Saturday, June 03, 2006

Burble

Burble is a message posted with the intention to insult and provoke, similar to flame, except here the "burbler" is totally clueless and ineffectual. The word comes from Lewis Carroll's nonsense poem, Jabberwocky.

Bit Twiddling

Bit twiddling is an exercise in tuning in which incredible amounts of time and effort go to produce little noticeable improvement, often with the result that the code becomes incomprehensible.

BELLE Computer

Did you know that in 1982 the U.S. State Department confiscated the BELLE computer as it was heading to the Soviet Union to participate in a computer chess tournament?
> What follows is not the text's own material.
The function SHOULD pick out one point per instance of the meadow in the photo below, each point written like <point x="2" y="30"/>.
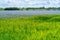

The Department claimed it was a violation of a technology transfer law to ship a high technology computer to a foreign country.

Friday, May 19, 2006

Cyberpiracy

Cyberpiracy refers to the purchase of an Internet domain name that includes a company's registered trademark name, with the intention of selling the domain name to the company.

Saturday, May 06, 2006

Kenji Urada

In 1981, a self-propelled robotic cart crushed Kenji Urada, 37, as he was trying to repair it in a Japanese factory. This was the first reported death caused by a robot.

Eudora

Did you know that the Eudora email program was named after the American writer Eudora Welty? Welty had written a short story called 'Why I Live at the P.O.'

Aluminum Book

Aluminum Book refers to the second edition of Guy L. Steele Jr.'s 'Common LISP: The Language' published in 1990. Due to a technical snag some printings of the second edition are actually what the author calls 'yucky green'.

Sunday, April 30, 2006

Chris Lamprecht

On May 5, 1995, Chris Lamprecht (Minor Threat) became the first person to be banned from the Internet. Chris was sentenced for a number of crimes to which he pled guilty. In the early 1990s Chris had written a phone dialing program called ToneLoc (Tone Locator) to find open modem lines in telephone exchanges.

Wednesday, April 26, 2006

Hunger

Did you know that "Hunger" was the first computer animated film, produced by Rene Jodoin and directed and animated by Peter Foldes in 1974?

Rat Dance

Rat dance (from the Dilbert comic strip of Nov. 14, 1995) refers to a hacking run that produces results which, while superficially coherent, have little or nothing to do with its original objectives. In the comic strip, Ratbert is invited to dance on Dilbert's keyboard in order to produce bugs for him to fix, but instead authors a Web browser.